Why Train Your Dog?
So Why Train Your Dog? You had a dog when you were a kid and you never “trained” him and he was great. So why all this training stuff??? Why can’t we just live with Fritz. He’ll figure it out….right?? Spot always did.
Yes, there are still dogs like that, and families with tons of time to spend with their dog – but the complexity of modern life, makes that increasingly rare. Back “then”, in that mythical world where dogs trained themselves, many families had a stay at home Mom, who actually did things with the dog while everyone was gone. Plus, it is highly likely that Spot went everywhere with the kids, all over the neighborhood, with other kids and other dogs. So in reality, “training” went on for hours every day. Expectations were laid down and dogs were expected to follow them – the very foundation of training. It’s just that we didn’t call it training, we called it life. Dogs were “trained” in the cauldron of neighborhood life. Dogs that didn’t cope with that were gotten rid of.

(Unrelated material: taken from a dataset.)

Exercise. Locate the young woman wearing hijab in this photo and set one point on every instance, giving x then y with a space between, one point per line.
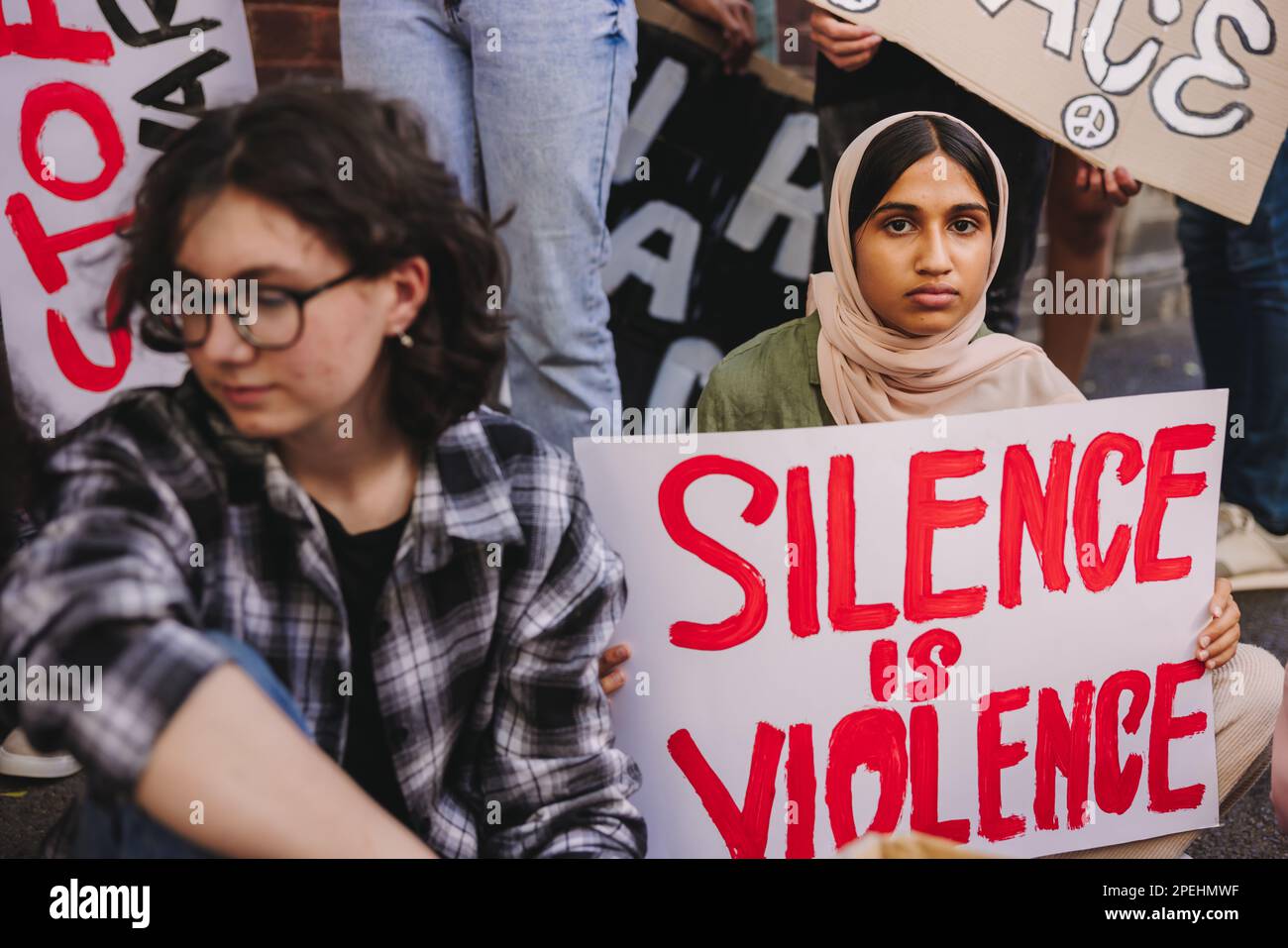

But in today’s world of leash laws, diminished open space, and planned activities for children – not free neighborhood time, dogs don’t interact with the world at large, buffering their behaviors in the process. Dogs live much more isolated lives in the cauldron of energy of a particular individual household. They still need the same level of skills and behaviors, but now the only person who is going to teach that to Fritz is you.
1. All living creatures crave stability.
No living creature functions well in chaos. Chaos not only affects the organism mentally, and behaviorally, but physically as well. Dogs in chaos, just like us, are more likely to have a compromised immune system, get ill, stay ill longer, and have a shorter life span. Without training, dogs are far more likely to be prone to extremes of behavior.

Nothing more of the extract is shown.